6/10
Hints of the Losey to come
1 May 2020
Warning: Spoilers
Before I start my review I must point out that the version of the film I saw was quite poor, which may have coloured my overall impression. But anyway, here goes: 'Blind Date', or 'Chance Meeting', as this is also called, is one of Joseph Losey's first British films, some few years before major arthouse success began with 'The Servant'.

The film has a very upbeat and touristy, whimsical intro, with Hardy Kruger as boyish Dutch artist Jan hopping off a Routemaster by the Thames and buying flowers in Westminster Square, with, yes, the Houses of Parliament in the background. All this is of course setting us up for what is to come when he arrives at the Mews flat where he is expecting to meet the lady with whom he is having an affair.

Suddenly the police arrive, first uniforms and then plain clothes, who prevent him from leaving, and the scene turns into something reminiscent of Joseph K's predicament when he is arrested and interrogated without being informed of what he is accused of. This Kafkaesque scenario is protracted for some time and you get the distinct feeling that this is a film based on a stage play. Even the flashbacks showing Jan's claimed meetings (at art-dealer's, Tate Gallery and Jan's painting studio) with a sophisticated, and married, French lady, have a staged feeling to them. At last we, and Jan, get to see that there is a murdered woman in the flat, although her face is not shown and Jan assumes that the body belongs to the French lady whom he was expecting to meet.
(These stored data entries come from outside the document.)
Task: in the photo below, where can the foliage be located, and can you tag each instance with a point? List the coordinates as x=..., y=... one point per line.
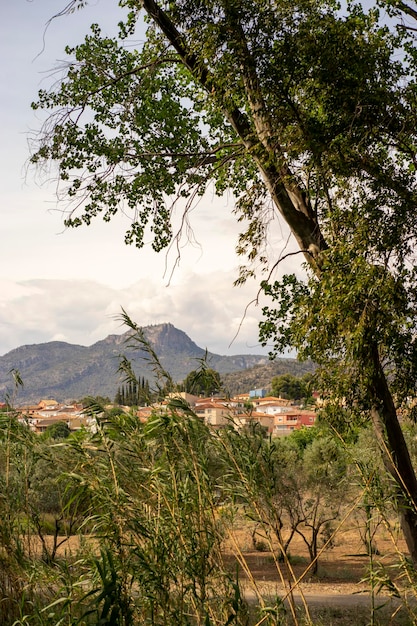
x=203, y=381
x=300, y=108
x=59, y=430
x=291, y=387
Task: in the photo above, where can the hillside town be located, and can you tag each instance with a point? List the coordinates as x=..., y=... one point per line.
x=277, y=416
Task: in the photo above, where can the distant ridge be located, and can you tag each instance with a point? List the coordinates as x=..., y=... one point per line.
x=65, y=371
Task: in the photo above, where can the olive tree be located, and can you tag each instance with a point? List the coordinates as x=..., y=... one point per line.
x=300, y=109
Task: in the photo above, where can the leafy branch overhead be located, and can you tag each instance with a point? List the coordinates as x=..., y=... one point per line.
x=304, y=110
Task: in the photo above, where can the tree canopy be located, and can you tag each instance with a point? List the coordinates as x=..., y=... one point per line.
x=301, y=109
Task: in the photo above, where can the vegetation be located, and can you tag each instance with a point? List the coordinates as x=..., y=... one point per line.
x=152, y=513
x=301, y=109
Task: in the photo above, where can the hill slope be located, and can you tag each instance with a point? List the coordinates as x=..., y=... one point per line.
x=65, y=371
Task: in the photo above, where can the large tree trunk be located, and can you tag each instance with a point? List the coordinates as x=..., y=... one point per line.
x=394, y=452
x=259, y=139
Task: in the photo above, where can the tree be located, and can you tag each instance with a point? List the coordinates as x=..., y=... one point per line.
x=298, y=109
x=204, y=380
In contrast to other reviewers I must say that Hardy Kruger's acting is annoying in this film. He does his version of the broody but earnest young artist. There is a lot of posing and gesturing and falling about - histrionics which Losey ought to have reined in.

Stanley Baker is competent but not brilliant as the brusque inspector who inexplicably drinks milk throughout the movie. (The first time, he actually helps himself to milk from the murdered girl's fridge!) It's funny to see in these old films how the police run riot all over the crime scene, picking up objects without gloves and generally contaminating everything.

Micheline Presle, with her beautiful eyes, is rather good in the part of the sophisticated French lady married to the English lord. The inspector works hard to unravel the truth, even though under pressure from his posh chief to not let the lord, who is also an important diplomat, be implicated in any way, even to the point of suggesting that the inspector offer Jan a manslaughter charge and reduced sentence if he confesses, instead of proven homicide if he doesn't. Jan however maintains his innocence and the inspector drives him to London Airport in order to observe the reactions of the arriving lord. And now we see that the lady is still alive. (The body in the Mews flat was really the lord's kept woman.)

In the end the inspector engineers a confrontation with the French lady, who (incredibly) can not keep up her mask of not knowing Jan and he is satisfied that Jan is innocent and releases him. Not that we care too much, as Hardy Kruger is so irritating that I certainly wouldn't have shed much of a tear if he had been condemned!

Worth seeing, if only for Baker and Presle, and for the views of a bygone London. One shot shows the skyline all the way along the riverside from Westminster to the City. Not a skyscraper in sight. In fact you can actually see the dome of Saint Paul's. (This film was made about seven years before the Post Office Tower was built which was for a while the tallest building in Europe.) I doubt if you can see Saint Paul's today amid the infestation of skyscrapers that now clog the City.